I am a big fan of Steve Sheinkin’s books. Although I haven’t written about it yet, I loved his book, The Notorious Benedict Arnold, as well as his award-winning book, Bomb: The Race to Build – and steal – the Most Dangerous Weapon in the World. Lincoln’s Grave Robbers was a good book, but it wasn’t great. It tells the story of a fantastic plot by counterfeiters in the 1870s to steal Abraham Lincoln’s body and ransom it. The book begins with various stories of counterfeiters and the birth of the United States Secret Service, the organization formed to catch them. Only after several chapters do you understand how their stories link to the plot to steal Abraham Lincoln’s body. Once the link is made, the book is off to the races, and lots of suspenseful chapters ensue. When the story is completed, the book goes into true tales of body snatching that are somewhat interesting (a little gruesome, maybe) but again, disconnected from the rest of the book. So, while an interesting premise and a suspenseful story, this book just didn’t knock my socks off, as Sheinkin’s other books did.

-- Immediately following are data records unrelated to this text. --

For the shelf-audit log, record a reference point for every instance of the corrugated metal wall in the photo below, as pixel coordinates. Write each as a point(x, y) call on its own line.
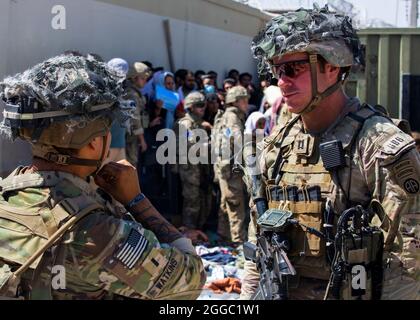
point(392, 74)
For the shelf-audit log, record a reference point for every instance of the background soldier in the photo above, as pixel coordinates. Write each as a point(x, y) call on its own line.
point(64, 107)
point(194, 177)
point(136, 79)
point(311, 53)
point(227, 138)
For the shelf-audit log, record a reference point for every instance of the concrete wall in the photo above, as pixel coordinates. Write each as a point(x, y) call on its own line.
point(206, 34)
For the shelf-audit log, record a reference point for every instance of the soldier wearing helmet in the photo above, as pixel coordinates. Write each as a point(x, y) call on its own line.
point(106, 242)
point(311, 52)
point(137, 77)
point(194, 176)
point(227, 136)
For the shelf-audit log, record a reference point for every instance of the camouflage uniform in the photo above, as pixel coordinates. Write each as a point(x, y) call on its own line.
point(232, 202)
point(381, 164)
point(140, 121)
point(195, 178)
point(106, 254)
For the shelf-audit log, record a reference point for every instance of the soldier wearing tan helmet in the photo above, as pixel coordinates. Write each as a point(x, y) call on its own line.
point(227, 135)
point(336, 158)
point(105, 243)
point(137, 77)
point(194, 176)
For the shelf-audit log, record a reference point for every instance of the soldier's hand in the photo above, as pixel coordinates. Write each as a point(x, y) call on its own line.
point(120, 180)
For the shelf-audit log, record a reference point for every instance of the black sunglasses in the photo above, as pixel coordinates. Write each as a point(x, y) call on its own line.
point(290, 69)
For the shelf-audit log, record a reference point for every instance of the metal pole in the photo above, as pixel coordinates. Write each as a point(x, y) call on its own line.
point(414, 13)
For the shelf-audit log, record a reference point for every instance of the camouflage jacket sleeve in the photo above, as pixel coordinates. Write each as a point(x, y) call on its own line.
point(122, 257)
point(136, 126)
point(391, 166)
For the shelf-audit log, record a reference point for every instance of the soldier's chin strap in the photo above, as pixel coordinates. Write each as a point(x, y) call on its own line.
point(317, 97)
point(51, 154)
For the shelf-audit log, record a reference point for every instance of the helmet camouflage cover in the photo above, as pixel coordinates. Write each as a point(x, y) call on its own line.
point(318, 31)
point(236, 93)
point(63, 102)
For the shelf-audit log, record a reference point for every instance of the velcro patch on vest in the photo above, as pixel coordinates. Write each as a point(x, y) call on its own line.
point(164, 277)
point(132, 249)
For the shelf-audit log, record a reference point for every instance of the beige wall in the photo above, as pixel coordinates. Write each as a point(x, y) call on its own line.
point(206, 34)
point(221, 14)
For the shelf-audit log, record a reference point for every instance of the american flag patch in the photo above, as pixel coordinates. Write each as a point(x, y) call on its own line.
point(132, 249)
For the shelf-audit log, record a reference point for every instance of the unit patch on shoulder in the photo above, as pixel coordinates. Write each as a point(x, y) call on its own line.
point(132, 249)
point(395, 143)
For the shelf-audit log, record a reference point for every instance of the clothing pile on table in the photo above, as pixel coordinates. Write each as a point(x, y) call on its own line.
point(225, 267)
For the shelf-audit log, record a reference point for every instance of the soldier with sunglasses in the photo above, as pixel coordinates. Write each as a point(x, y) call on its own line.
point(311, 53)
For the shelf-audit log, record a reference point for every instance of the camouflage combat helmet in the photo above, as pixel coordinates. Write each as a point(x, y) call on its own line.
point(235, 93)
point(61, 104)
point(317, 32)
point(194, 98)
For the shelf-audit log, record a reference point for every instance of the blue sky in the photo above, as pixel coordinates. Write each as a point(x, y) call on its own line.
point(390, 11)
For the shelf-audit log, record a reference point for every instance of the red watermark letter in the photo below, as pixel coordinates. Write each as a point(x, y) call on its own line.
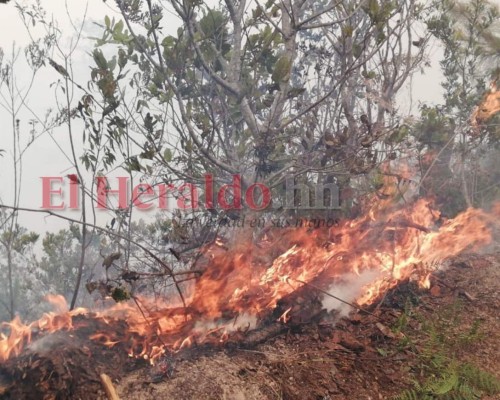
point(102, 195)
point(265, 199)
point(47, 192)
point(236, 194)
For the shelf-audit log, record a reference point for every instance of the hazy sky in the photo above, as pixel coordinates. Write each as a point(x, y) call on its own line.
point(46, 156)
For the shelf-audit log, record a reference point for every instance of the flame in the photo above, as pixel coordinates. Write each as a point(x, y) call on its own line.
point(245, 281)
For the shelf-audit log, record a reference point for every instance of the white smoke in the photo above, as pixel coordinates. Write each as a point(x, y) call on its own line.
point(348, 289)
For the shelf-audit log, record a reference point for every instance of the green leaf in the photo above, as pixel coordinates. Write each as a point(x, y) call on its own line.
point(167, 155)
point(118, 27)
point(99, 59)
point(282, 68)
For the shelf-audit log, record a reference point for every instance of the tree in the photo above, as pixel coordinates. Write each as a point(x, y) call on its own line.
point(461, 136)
point(284, 88)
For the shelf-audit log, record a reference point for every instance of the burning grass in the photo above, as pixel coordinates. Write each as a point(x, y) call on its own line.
point(243, 283)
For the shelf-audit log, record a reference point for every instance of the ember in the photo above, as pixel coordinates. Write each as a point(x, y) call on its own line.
point(238, 289)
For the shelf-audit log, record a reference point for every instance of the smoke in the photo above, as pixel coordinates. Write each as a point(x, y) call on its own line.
point(348, 289)
point(243, 322)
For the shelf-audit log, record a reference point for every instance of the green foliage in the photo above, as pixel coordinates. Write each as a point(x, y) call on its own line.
point(446, 378)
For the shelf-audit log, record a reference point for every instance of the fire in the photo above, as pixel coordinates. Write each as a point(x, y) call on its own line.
point(245, 282)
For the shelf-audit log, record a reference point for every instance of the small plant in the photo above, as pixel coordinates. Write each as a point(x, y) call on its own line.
point(444, 376)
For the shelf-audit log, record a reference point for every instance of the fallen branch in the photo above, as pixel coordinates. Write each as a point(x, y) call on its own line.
point(335, 297)
point(108, 387)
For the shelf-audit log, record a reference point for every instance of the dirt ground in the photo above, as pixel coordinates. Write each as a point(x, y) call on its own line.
point(424, 342)
point(362, 356)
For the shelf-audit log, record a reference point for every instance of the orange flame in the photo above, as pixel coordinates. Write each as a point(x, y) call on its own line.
point(244, 282)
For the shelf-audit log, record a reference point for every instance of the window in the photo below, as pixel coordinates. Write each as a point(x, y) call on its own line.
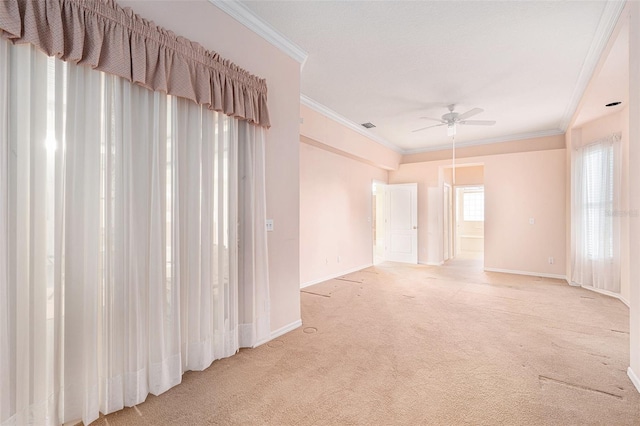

I was really looking forward to Out of the Dust, by Karen Hesse, after reading her fabulous book, Witness, about the infiltration of the KKK into a small town in Vermont in 1924. Out of the Dust won the 1998 Newbery Medal. Written in verse, Out of the Dust tells the story of girl named Billie Jo who lives with her mother and father on a small farm in the Dust Bowl in the 1930s. Her father tries to make a living farming through the many dust storms and drought. The family becomes very poor. The family’s struggle extend beyond their financial circumstances to a terrible tragedy. I can appreciate that this book is powerful and tells of an important time in our nation’s history. I just can’t move past the grim feeling I had as I read much of the book. I was glad that it took a happier turn at the end, but think it will be tough to enthusiastically recommend this book to my students.